The polygenic risk score analysis among the 46 SNPs did not reveal a polygenic effect of risk alleles on poor clinical and social outcomes of patients with schizophrenia. This result may be due to insufficient numbers of risk alleles for the calculation of scores or an inadequate sample size of patients with schizophrenia. Several studies have reported polygenic effects on the clinical phenotypes or outcomes of schizophrenia. Negative and disorganized symptoms were reported to be correlated with polygenic risk scores generated using a case-control GWAS of schizophrenia examining 76 114 SNPs (P-value cut-off of 0.5) in 2454 subjects.39 Patients with TRS demonstrated higher polygenic risk scores than patients without TRS, and the study examined 58 663 SNPs (P-value cut-off of 0.5) in 804 subjects.40 Further evaluations using more risk alleles due to a less stringent P-value cut-off and larger sample size may be required.

In our study, DUP was not associated with poor clinical and social outcomes.
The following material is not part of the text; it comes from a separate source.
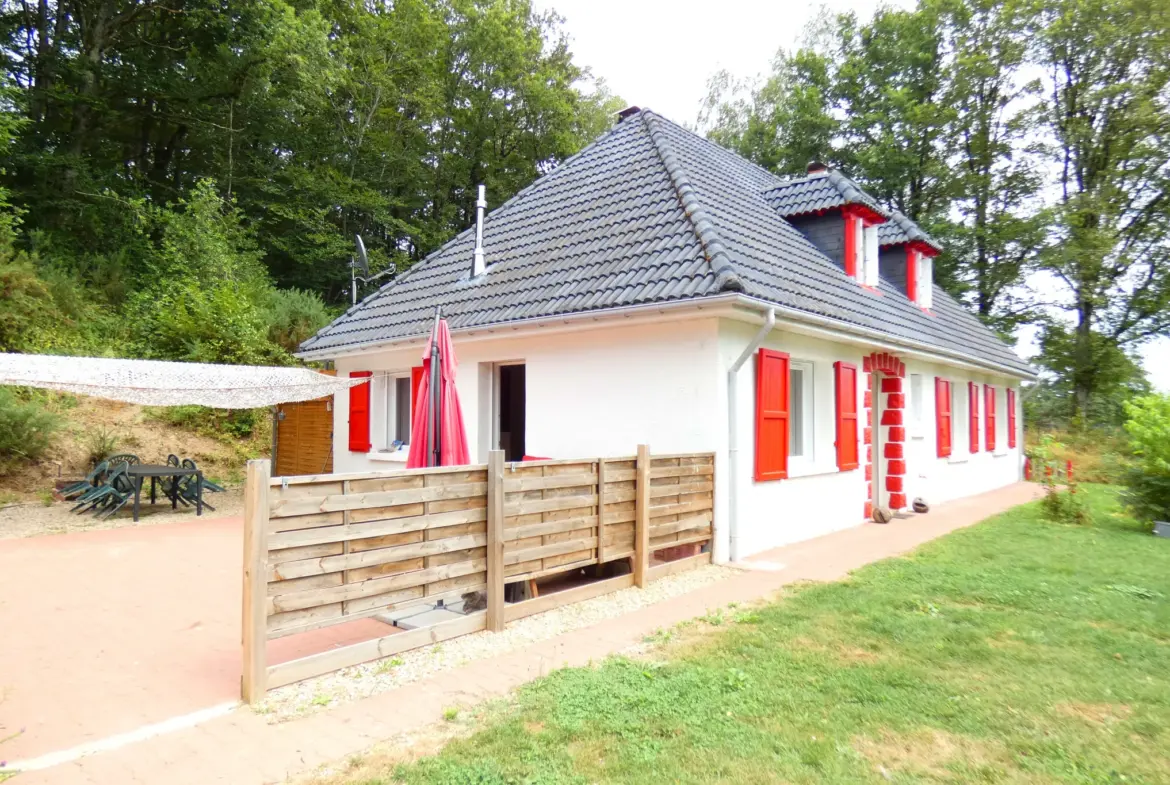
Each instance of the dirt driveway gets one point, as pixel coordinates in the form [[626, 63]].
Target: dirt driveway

A recent study demonstrated that DUP did not necessarily predict poor clinical and social outcomes in patients with schizophrenia.41 On the other hand, many studies showed that a longer DUP was associated with poorer outcomes (for example, poorer response to antipsychotic treatment and worse social function).42, 43 The interpretation of our result may therefore need caution.
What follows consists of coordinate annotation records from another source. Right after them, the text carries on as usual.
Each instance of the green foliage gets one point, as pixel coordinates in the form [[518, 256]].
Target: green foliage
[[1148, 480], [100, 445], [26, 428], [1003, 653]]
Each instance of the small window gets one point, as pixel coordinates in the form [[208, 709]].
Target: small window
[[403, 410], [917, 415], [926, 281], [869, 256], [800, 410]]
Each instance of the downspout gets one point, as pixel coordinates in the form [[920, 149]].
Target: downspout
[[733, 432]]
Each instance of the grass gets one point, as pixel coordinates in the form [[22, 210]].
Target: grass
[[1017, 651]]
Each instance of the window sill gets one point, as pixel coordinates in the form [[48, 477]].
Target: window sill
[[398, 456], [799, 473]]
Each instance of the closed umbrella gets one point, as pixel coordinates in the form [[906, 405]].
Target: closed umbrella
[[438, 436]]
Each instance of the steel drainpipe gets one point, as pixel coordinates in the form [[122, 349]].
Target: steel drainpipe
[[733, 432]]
Our results have several limitations. First, we defined the statistical significance as P<0.05. If the Bonferroni correction is applied, the significant threshold of the alpha may be 5.43 × 104 for multiple tests of 46 SNPs and two subgroups (α=0.05/46 × 2) and the significance of our results may be negative. In this study, we could not provide the replication samples. Because these results are exploratory, we need to replicate them with a larger sample in a future study. The second limitation is our method of SNP selection and our sample size. Until December 2014, there were three GWAS reports about schizophrenia in Japanese populations.22, 35, 44 The most significant SNPs in these studies (200 SNPs reported by Ikeda et al., 1472 SNPs reported by Yamada et al. and 1536 tagSNPs reported by Shibata et al.) did not overlap. Another study using the most significant SNPs reported by Yamada and Shibata will be necessary to detect further genetic factors that contribute to the clinical and social outcomes of patients with schizophrenia. In addition, the other multi-stage GWAS of schizophrenia with a large sample size (up to 36 989 cases and 113 075 controls, including Japanese samples) revealed 108 schizophrenia-associated SNPs, which include rs10503253 in CSMD1.11 In the future, the association between patient outcomes and these SNPs should be investigated with a larger sample. Because clinical and social outcomes of patients with schizophrenia are affected by non-genetic and environmental factors, the effects of SNPs may be restricted. The third limitation is the assessment of clinical outcomes of patients with schizophrenia. We used only the CGI scale. To assess the severity of schizophrenia in patients, more complex scales such as the Positive and Negative Syndrome Scale may be desirable. In addition, we did not examine medications administered except for antipsychotics. The fourth limitation is the assessment of social outcomes of patients with schizophrenia. In this study, we estimated social dysfunction by social adjustment, but we did not estimate other aspects of social dysfunction, such as those revealed by the Quality-of-Life Scale, Social Functioning Scale or Schizophrenia Outcomes Functioning Interview. In the future, we should estimate various aspects of social dysfunction in patients with schizophrenia.

In conclusion, we suggest that several individual risk alleles of susceptibility to schizophrenia were associated with poor clinical and social outcomes but that the polygenic score showed only a tendency. Further genetic studies of clinical and social outcomes of patients with schizophrenia will be required with a larger sample or distinct populations.